Les cinémas Star et Rue89 Strasbourg organisent un ciné-club jeudi 7 décembre avec la projection de « Les Sentinelles » puis un débat avec Anne Vonesch, vice-présidente d’Alsace Nature et Karine Favro, enseignante-chercheure en droit des risques et droit de l’environnement à l’université de Haute-Alsace (UHA).

Rue89 Strasbourg : Karine Favro, vous suivez de près les évolutions du droit des risques au sein du Centre européen de recherche sur le risque, le droit des accidents collectifs et des catastrophes. Comment évolue la jurisprudence ?

Karine Favro : Le droit des risques est encadré par plusieurs grands principes, comme le principe de précaution, lorsqu’il existe des incertitudes scientifiques, le principe de prévention, quand les risques sont connus ou le principe « pollueur-payeur » qui date de 1995. Mais dans chaque dossier, tous ces principes sont contrebalancés par d’autres et comportent parfois leurs propres contradictions. Ainsi « pollueur-payeur » pourrait être interprété comme un permis de polluer par exemple, alors que ce n’est évidemment pas le cas.

« Le droit des risques progresse par à-coups »

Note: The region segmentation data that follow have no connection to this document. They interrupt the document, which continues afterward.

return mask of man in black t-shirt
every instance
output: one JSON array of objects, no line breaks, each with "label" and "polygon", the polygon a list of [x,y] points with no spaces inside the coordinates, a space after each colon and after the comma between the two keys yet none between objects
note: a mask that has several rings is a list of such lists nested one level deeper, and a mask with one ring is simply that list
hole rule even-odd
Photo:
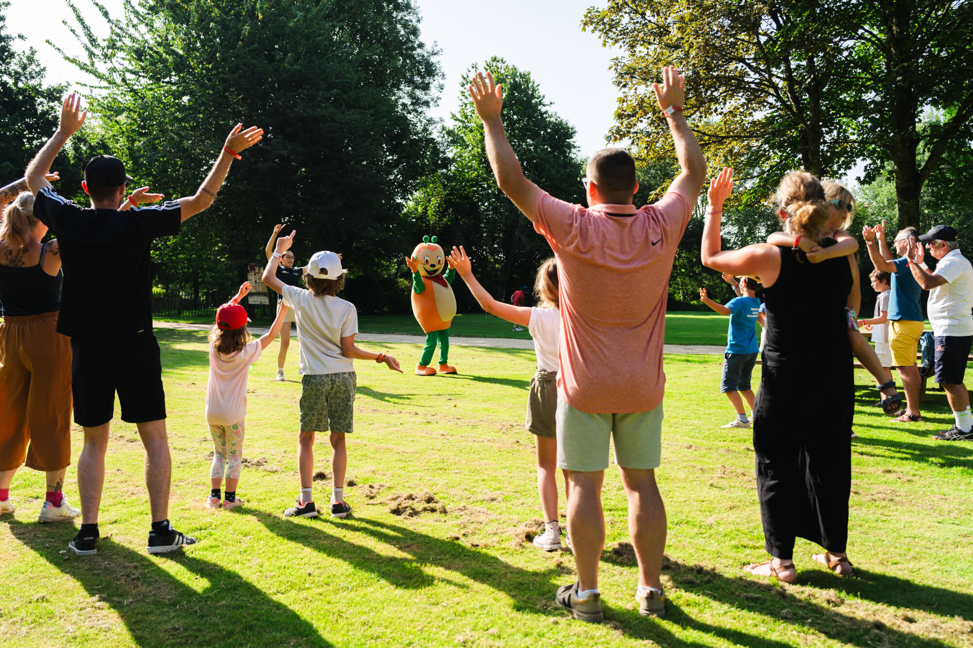
[{"label": "man in black t-shirt", "polygon": [[[172,466],[162,362],[152,333],[149,252],[153,239],[178,234],[183,221],[212,204],[234,158],[259,142],[264,131],[236,125],[196,195],[158,207],[137,206],[162,198],[147,194],[148,187],[126,194],[131,178],[122,161],[96,156],[85,167],[82,183],[91,206],[81,207],[58,196],[45,174],[87,115],[81,112],[81,97],[69,94],[57,130],[25,174],[37,197],[34,215],[57,236],[60,247],[64,284],[57,331],[71,338],[74,420],[85,429],[78,459],[82,525],[68,547],[79,556],[96,552],[105,452],[118,392],[122,420],[137,425],[145,446],[152,511],[148,552],[163,554],[195,544],[196,538],[176,531],[168,521]],[[106,290],[103,269],[109,260],[124,271],[112,275]]]}]

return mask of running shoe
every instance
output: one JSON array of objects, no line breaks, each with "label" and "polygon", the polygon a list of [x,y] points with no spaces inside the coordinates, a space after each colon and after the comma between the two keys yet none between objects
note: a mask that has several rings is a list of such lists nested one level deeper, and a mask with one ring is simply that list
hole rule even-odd
[{"label": "running shoe", "polygon": [[331,503],[331,517],[332,518],[347,518],[348,514],[351,513],[351,507],[348,506],[347,502],[332,502]]},{"label": "running shoe", "polygon": [[578,598],[577,581],[558,588],[554,600],[561,607],[571,610],[571,615],[580,621],[598,623],[605,619],[601,612],[601,594],[588,594],[584,598]]},{"label": "running shoe", "polygon": [[314,502],[302,502],[300,499],[294,502],[294,506],[284,511],[285,518],[316,518],[317,509]]},{"label": "running shoe", "polygon": [[560,551],[560,529],[548,526],[543,533],[534,536],[533,542],[534,547],[546,552]]},{"label": "running shoe", "polygon": [[973,440],[973,429],[970,429],[969,432],[963,432],[954,425],[944,432],[932,435],[932,438],[936,441],[970,441]]},{"label": "running shoe", "polygon": [[146,547],[146,551],[150,554],[168,554],[179,551],[183,547],[195,545],[197,542],[198,540],[193,536],[180,533],[172,528],[172,522],[169,522],[167,529],[149,531],[149,546]]},{"label": "running shoe", "polygon": [[67,503],[67,498],[61,497],[61,505],[54,506],[45,500],[41,505],[41,515],[37,522],[70,522],[81,515],[81,511]]}]

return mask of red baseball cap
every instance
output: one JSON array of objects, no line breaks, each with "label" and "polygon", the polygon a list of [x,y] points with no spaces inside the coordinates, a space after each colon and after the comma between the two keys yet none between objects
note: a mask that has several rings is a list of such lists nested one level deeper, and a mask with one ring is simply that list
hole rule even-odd
[{"label": "red baseball cap", "polygon": [[216,325],[224,331],[234,331],[249,321],[246,310],[239,304],[224,304],[216,310]]}]

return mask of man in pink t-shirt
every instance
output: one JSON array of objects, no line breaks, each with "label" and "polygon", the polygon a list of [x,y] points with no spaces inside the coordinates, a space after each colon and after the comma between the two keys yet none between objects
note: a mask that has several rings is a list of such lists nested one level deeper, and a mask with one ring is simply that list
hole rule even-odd
[{"label": "man in pink t-shirt", "polygon": [[551,197],[524,177],[504,133],[502,88],[492,75],[479,74],[469,87],[497,184],[558,258],[558,465],[567,479],[567,529],[578,581],[559,588],[555,600],[585,621],[603,618],[597,591],[605,537],[601,485],[612,436],[638,559],[639,612],[666,614],[659,580],[666,508],[655,479],[662,454],[666,300],[706,165],[682,116],[682,75],[666,68],[654,90],[681,173],[662,200],[636,208],[634,161],[622,149],[603,149],[588,162],[585,208]]}]

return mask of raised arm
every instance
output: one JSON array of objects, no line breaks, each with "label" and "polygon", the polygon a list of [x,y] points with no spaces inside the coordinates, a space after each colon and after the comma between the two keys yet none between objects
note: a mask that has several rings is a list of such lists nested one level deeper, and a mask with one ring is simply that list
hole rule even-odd
[{"label": "raised arm", "polygon": [[700,288],[700,300],[703,301],[707,306],[720,313],[721,315],[729,315],[731,310],[722,304],[714,302],[706,295],[705,288]]},{"label": "raised arm", "polygon": [[267,260],[268,261],[270,260],[270,255],[273,254],[273,243],[274,243],[274,241],[277,240],[277,234],[280,234],[280,231],[283,228],[284,228],[283,225],[274,225],[273,226],[273,234],[270,234],[270,240],[267,241],[267,247],[264,248],[264,252],[267,253]]},{"label": "raised arm", "polygon": [[674,65],[669,65],[663,68],[662,86],[652,84],[652,90],[656,93],[659,108],[667,117],[672,143],[675,144],[676,160],[681,169],[679,175],[669,185],[668,191],[681,191],[689,198],[689,201],[695,204],[700,190],[706,181],[706,161],[703,157],[703,149],[700,148],[696,135],[693,134],[682,114],[686,102],[684,86],[679,70]]},{"label": "raised arm", "polygon": [[459,276],[463,277],[466,287],[473,293],[473,297],[484,310],[491,315],[496,315],[500,319],[505,319],[513,324],[528,326],[530,324],[530,308],[526,306],[516,306],[513,304],[504,304],[493,299],[486,289],[480,285],[477,278],[473,276],[473,266],[470,258],[466,256],[466,250],[460,245],[457,249],[452,246],[452,252],[446,258],[450,268],[456,270]]},{"label": "raised arm", "polygon": [[261,281],[265,285],[281,295],[284,294],[284,282],[277,278],[277,264],[280,262],[280,255],[291,249],[291,245],[294,244],[294,234],[297,233],[298,231],[295,230],[287,236],[281,236],[277,239],[276,246],[270,254],[270,258],[267,260],[267,268],[264,269],[264,275],[261,277]]},{"label": "raised arm", "polygon": [[206,179],[202,181],[202,184],[199,185],[199,189],[196,190],[196,194],[179,198],[178,202],[182,208],[183,221],[198,214],[213,204],[213,200],[216,199],[216,193],[220,191],[223,181],[227,179],[227,173],[230,172],[230,164],[233,162],[234,157],[238,158],[240,151],[245,151],[263,139],[264,130],[262,128],[250,126],[246,130],[241,130],[242,127],[242,124],[237,124],[230,131],[223,150],[220,151],[219,157],[216,158],[216,162],[213,163],[213,168],[209,171]]},{"label": "raised arm", "polygon": [[51,164],[54,163],[54,158],[64,148],[71,135],[81,128],[86,117],[88,117],[88,111],[81,111],[81,95],[71,92],[64,97],[57,130],[54,130],[51,139],[41,147],[40,152],[30,161],[30,163],[27,164],[27,172],[23,174],[23,180],[27,183],[27,189],[31,194],[37,196],[39,191],[51,186],[49,180]]},{"label": "raised arm", "polygon": [[523,215],[534,220],[534,199],[542,191],[540,187],[527,180],[517,160],[514,149],[507,141],[507,133],[503,129],[503,120],[500,110],[503,108],[503,85],[493,83],[493,74],[477,74],[469,86],[473,105],[477,115],[484,123],[484,142],[486,146],[486,158],[496,184],[507,198],[523,212]]}]

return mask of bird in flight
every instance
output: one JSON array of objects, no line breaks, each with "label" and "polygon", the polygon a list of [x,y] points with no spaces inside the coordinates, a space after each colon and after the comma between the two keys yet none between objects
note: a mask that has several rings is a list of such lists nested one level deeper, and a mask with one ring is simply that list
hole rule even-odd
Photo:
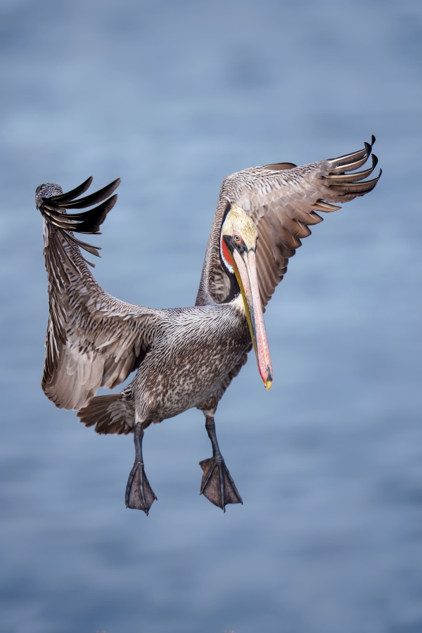
[{"label": "bird in flight", "polygon": [[[191,407],[204,414],[212,448],[212,456],[200,462],[200,493],[224,511],[242,503],[219,447],[215,410],[252,347],[261,378],[271,387],[267,304],[300,240],[310,235],[309,226],[321,222],[316,212],[335,211],[376,185],[381,170],[365,179],[376,165],[373,155],[369,169],[357,171],[374,141],[372,136],[362,149],[338,158],[302,167],[267,165],[226,178],[191,307],[132,305],[108,295],[92,276],[81,249],[99,256],[98,248],[75,234],[100,233],[120,179],[84,198],[92,178],[66,193],[53,183],[37,188],[49,305],[42,388],[56,407],[77,411],[98,433],[134,433],[127,507],[148,515],[157,499],[145,473],[145,429]],[[134,371],[120,393],[96,396],[99,387],[113,389]]]}]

Le droit des risques progresse par à-coups, c’est regrettable mais c’est ainsi. Suite à l’explosion de l’usine AZF par exemple, il a fallu caractériser qui pouvait se prévaloir de la qualité de victime, ça va des salariés aux habitants mais aussi les sous-traitants, etc. Selon les cas, des fonds d’indemnisations sont mis en place préventivement, pour les victimes d’attentats par exemple. Depuis quelques années, le droit progresse aussi de manière préventive, comme la responsabilité sociale des entreprises, la responsabilité morale, etc. On remarque aussi que le montant des dommages et intérêts augmente tout comme la durée des peines encourues.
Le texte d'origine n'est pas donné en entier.